Documentarian Fan Popo’s latest endeavor about the lives of six mothers and their gay or lesbian children has been pulled offline by state officials for reasons that have not been officially announced. Mama Rainbow, a modest success with over 100,000 views on such popular video portals as YouKu.com. and 56.com, is part of an unofficial effort by the State Administration of Press, Publication, Radio, Film and Television, the Chinese media regulatory agency, to “clean vulgar content from the Internet.”

According to a report in Caixin Online, “On February 12, Fan filed an application that sought to have the media watchdog “provide the legal basis for the decision.” Rules for information disclosure mean the government must respond shortly after the major Spring Festival holiday, Wang said. The week-long holiday that is also known as Chinese New Year ended Feb. 24. Fan asserted, “For a long time, China has treated sexual minorities as equal to illegal practices like prostitution, gambling and drug trafficking, and believes gay love is against social morality. Discrimination against gay and lesbians is common in China’s law enforcement,” he ruefully added.

Fan’s request for the disclosure of information points to “the question of the boundary of regulatory power,” Wang said. “The government can’t implement law enforcement randomly. Any regulation limiting a citizen’s freedom and rights should be disclosed beforehand and be made transparent to the public,” he added.

Fan Popo is best known as a gay filmmaker, writer and activist. Born in 1985, he graduated from the Beijing Film Academy. He published “Happy Together: Complete Record of a Hundred Queer Films” (Beifang Wenyi Press, 2007). He received the third prize in the LGBT Research Paper Prize of the Chi-Heng Foundation, the second prize in the Sina.com’s prize for online video and the Prism Prize of the 22nd Hong Kong Lesbian and Gay Film Festival.

He directs the China Queer Film Festival Tour, which has traveled to over 20 major cities in China since 2008. He participated in international exchanges in Taipei, Copenhagen, Los Angeles and other places.

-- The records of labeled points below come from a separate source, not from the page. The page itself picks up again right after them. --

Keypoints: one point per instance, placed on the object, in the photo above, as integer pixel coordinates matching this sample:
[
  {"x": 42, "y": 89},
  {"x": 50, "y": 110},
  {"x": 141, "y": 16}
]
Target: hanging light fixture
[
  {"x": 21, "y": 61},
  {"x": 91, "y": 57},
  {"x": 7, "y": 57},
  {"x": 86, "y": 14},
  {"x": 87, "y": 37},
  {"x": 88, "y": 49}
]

His documentary works include: The Good Days, Taipei: city of rainbow, New Beijing, New Marriage, Chinese Close, Paper House and Be a Woman.

Mama Rainbow opens with a series of street interviews with passersby about their feelings on homosexuality. The filmmaker follows this with a more pointed question, one which leads us into the heart of Mama Rainbow: “What if your son or daughter told you they were gay?” In the film, we meet six different Chinese mothers, all the parents of gay and lesbian children, who share their experiences with the camera. Though the specifics of their stories are all quite different, each of the mothers experience their own version of a “coming out” tale—recognizing, acknowledging, and accepting their children’s sexualities. Mama Rainbow paints a hopeful portrait of the slowly changing mindset of a culture where the fear of persecution and rejection still makes coming out and living openly a great challenge.

Meanwhile, the UN Development Program said in an August report that lesbians, gays, bisexuals and transgender people in China are not protected from discrimination by law. The report cited a survey from a year earlier that found that more than two-thirds of some 3,490 people said they cannot accept gay people.